Ma mère passe le peigne dans la chevelure d’un jeune garçon. Sa tignasse est gluante de pommade anti-poux mélangée à des bestioles à moitié mortes.
« Regarde comme c’est efficace » dit ma mère, me passant le peigne enduit du tout dans mes cheveux. Je deviens folle furieuse.

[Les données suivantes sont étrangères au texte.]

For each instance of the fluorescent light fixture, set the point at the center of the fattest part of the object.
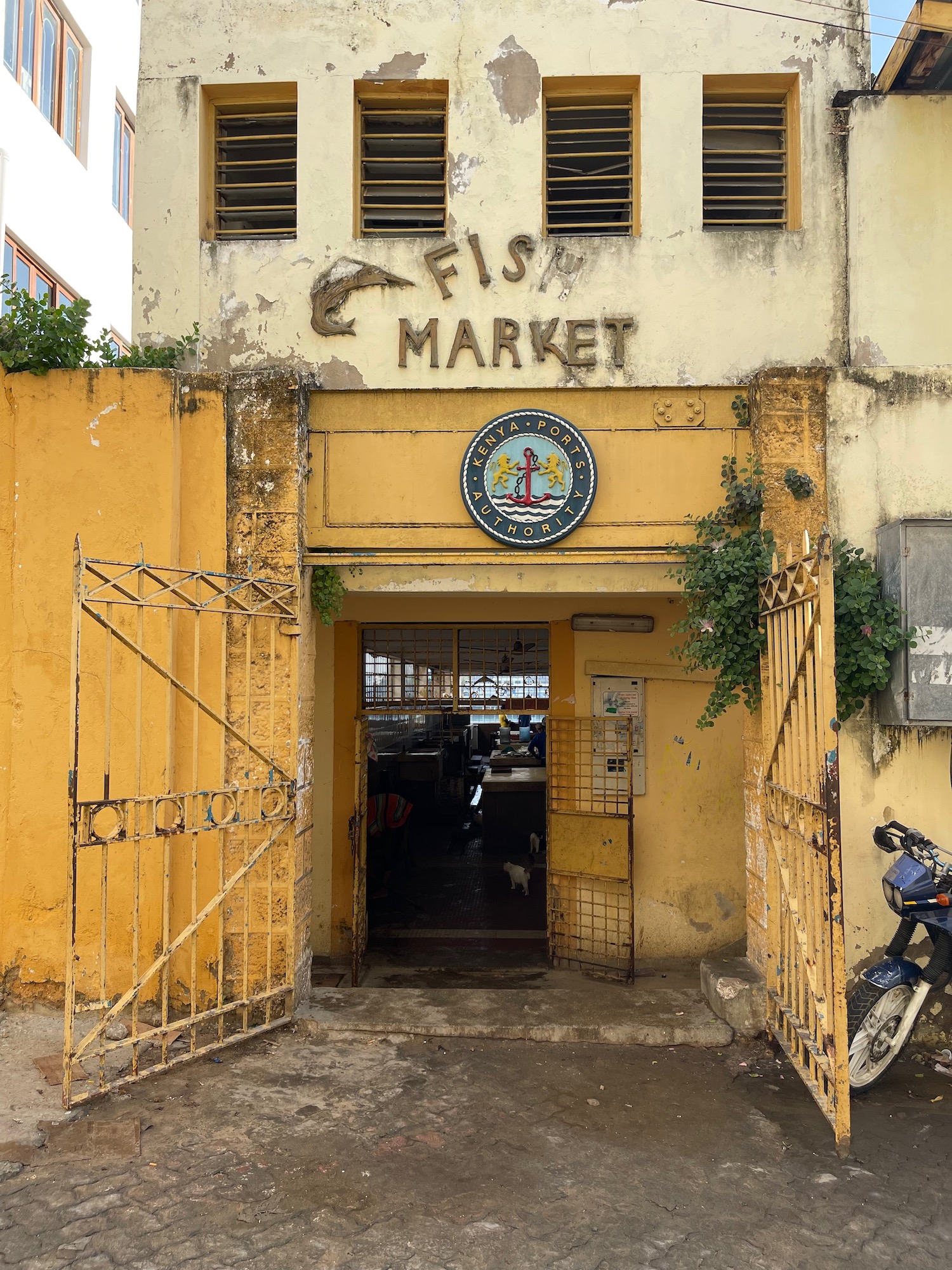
(619, 623)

« Espèce de conne ! Comment peut-on être aussi conne ? Je vais avoir les poux qui ont réchappé. »
Aussi sec, je sens à trois endroits de mon cuir chevelu les bêtes s’installer et me sucer le sang. L’une d’elles dégringole de la pointe d’une mèche sur mon dos. De rage impuissante, j’ai envie de frapper ma mère pour une si monumentale bêtise.
« Mais tu vas voir, chérie, comme c’est efficace. »
Elle met une potion dans une casserole sur le feu, avec du gros sel qui en fondant diluera la crème. Puis, de peur que ce ne soit trop liquide pour tenir sur le crâne, elle ajoute un reste de purée.

(93)*Je vais déjeuner au coin du boulevard du Montparnasse dans un bistrot bon marché et désert, avec une fille, me semble-t-il, ou en trio (deux filles et un garçon). La modicité des prix, en comparaison avec La Coupole, doit attirer la même clientèle d’artistes.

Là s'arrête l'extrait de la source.